Now that my.barackobama.com/page/content/fightthesmearshome is counter-attacking, The Los Angeles Times writes about the brouhaha, noting with pride how so many traditional news media ignored the rumor.
After listing examples of "the lie," Obama's web page says, "No such tape exists. Michelle Obama has not spoken from the pulpit at Trinity and has not used that word."
People who still believe Barack Hussein Obama is the Meccan candidate won't believe the denial. Yet Obama isn't repeating Sen. John Kerry's fatal mistake of ignoring Swiftboaters' Internet accusations until it was too late.
• Two unscripted comments on The Daily Show by CBS Iraq reporter Lara Logan:
"If I were to watch the news that you hear here in the United States, I would just blow my brains out because it would drive me nuts."
Asked if she had to fight to get her war stories broadcast, Logan responded, "Generally what I say is, 'I'm holding the armor-piercing RPG (rocket-propelled grenade)," she said. "It's aimed at the bureau chief, and if you don't put my story on the air, I'm going to pull the trigger."
She has been recalled to the Washington bureau, where steamy rumors/comments about her sex life in Iraq are heating the Blogosphere.

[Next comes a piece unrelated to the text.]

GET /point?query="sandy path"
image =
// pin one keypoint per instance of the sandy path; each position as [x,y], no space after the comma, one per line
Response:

That is a rumor I can repeat because others reported it first.
• National press and bloggers realize that McCain backer Carl H. Lindner Jr. was Chiquita CEO when the company paid $1.7 million in protection money to murderous terrorists in Columbia. That was a crime. Chiquita later paid $25 million fine in a Department of Justice settlement.

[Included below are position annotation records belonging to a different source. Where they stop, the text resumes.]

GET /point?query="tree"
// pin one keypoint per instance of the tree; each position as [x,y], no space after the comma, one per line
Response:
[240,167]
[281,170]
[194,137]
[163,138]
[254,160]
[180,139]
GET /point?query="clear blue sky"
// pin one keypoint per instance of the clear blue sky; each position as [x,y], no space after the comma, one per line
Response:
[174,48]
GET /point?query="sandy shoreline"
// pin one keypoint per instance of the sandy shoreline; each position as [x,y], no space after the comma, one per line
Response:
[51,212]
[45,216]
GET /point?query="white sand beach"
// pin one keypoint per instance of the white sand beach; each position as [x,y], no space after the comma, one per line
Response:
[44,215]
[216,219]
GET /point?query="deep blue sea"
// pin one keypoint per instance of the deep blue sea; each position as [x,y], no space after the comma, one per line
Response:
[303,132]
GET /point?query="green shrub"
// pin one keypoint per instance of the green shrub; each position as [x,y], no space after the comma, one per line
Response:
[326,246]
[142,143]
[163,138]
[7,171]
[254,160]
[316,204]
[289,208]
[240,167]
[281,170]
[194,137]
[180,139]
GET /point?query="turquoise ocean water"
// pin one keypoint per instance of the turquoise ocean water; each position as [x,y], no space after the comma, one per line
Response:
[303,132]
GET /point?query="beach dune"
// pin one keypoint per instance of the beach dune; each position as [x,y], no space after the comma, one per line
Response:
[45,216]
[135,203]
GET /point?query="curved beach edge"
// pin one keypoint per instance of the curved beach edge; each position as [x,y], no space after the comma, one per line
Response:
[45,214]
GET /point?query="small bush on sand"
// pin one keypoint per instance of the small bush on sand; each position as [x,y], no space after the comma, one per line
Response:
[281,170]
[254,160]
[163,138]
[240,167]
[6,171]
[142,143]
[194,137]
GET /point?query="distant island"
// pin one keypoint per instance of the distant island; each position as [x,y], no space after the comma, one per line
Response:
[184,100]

• Unhappy as they are at the Associated Press providing news to Google and Yahoo, editors at The Enquirer and seven more major papers that belong to the AP haven't lost their sense of humor. The Wall Street Journal reports that the Ohio News Organization they created to share stories is called OHNO.
• Reporter James Pilcher is back at The Enquirer business pages. He left to smell the roses and found thorns. Hard on him, but his initial stories restore rare initiative to that section.
• The Nation's Eric Alterman and George Zornick produce a catalogue of missteps in McCain coverage. They identify news media so enamored that they ignore his policy flip-flops, his lobbyist staffers and his hardline anti-abortion consistency. They also suggest why this happens: McCain schmoozes reporters in ways we haven't seen since FDR and JFK, and this makes journalists feel good about themselves.
• Progressive editor Matthew Rothschild offers a revealing interview with Scott Ritter, a former leading arms inspector who correctly warned that there were no WMDs and asks if an American withdrawal from Iraq could create a greater human tragedy than the invasion and occupation.
• A New York Times columnist eulogizes vanishing copy editors. Their most basic task is to make reporters look more literate, more accurate and smarter than we are. They correct our errors, draw readers with smart, contextual headlines and protect us and our papers from libel by challenging defamatory statements.
They're the last defense of skepticism, vital to the traditional multilayer editing of every story. Or they were.
No computer can replace them. I've had midlevel management invent and insert fake material in my stories, but not copy editors, and I'm unaware of most of the embarrassments copy editors have saved me. Yet I remember a very young, very new copy editor asking this then-veteran religion reporter, "Ben, how do you spell parishioner?" Seems I forgot (or didn't know about) that second "i." I'll bet she dined out on that catch. I should have bought.
• Associated Press reports that The Orange County Register is hiring copy editors in New Delhi to handle some work for that Pulitzer-winning California daily. It's a one-month trial. Should be fun.
Indian English isn't quite British English and isn't American English. Peoples separated by a common language.... Can't wait until a headline uses the verb "Felicitated" or "Bobbitised." I've seen both.
• ProPublica, a nonprofit investigative journalism initiative, joined 60 Minutes to probe Al Hurra, the Middle Eastern television network created by the U.S. government four years ago. ProPublica says Al Hurra's audience is small and "at times (it) has been indistinguishable from the hateful propaganda" on Arab networks.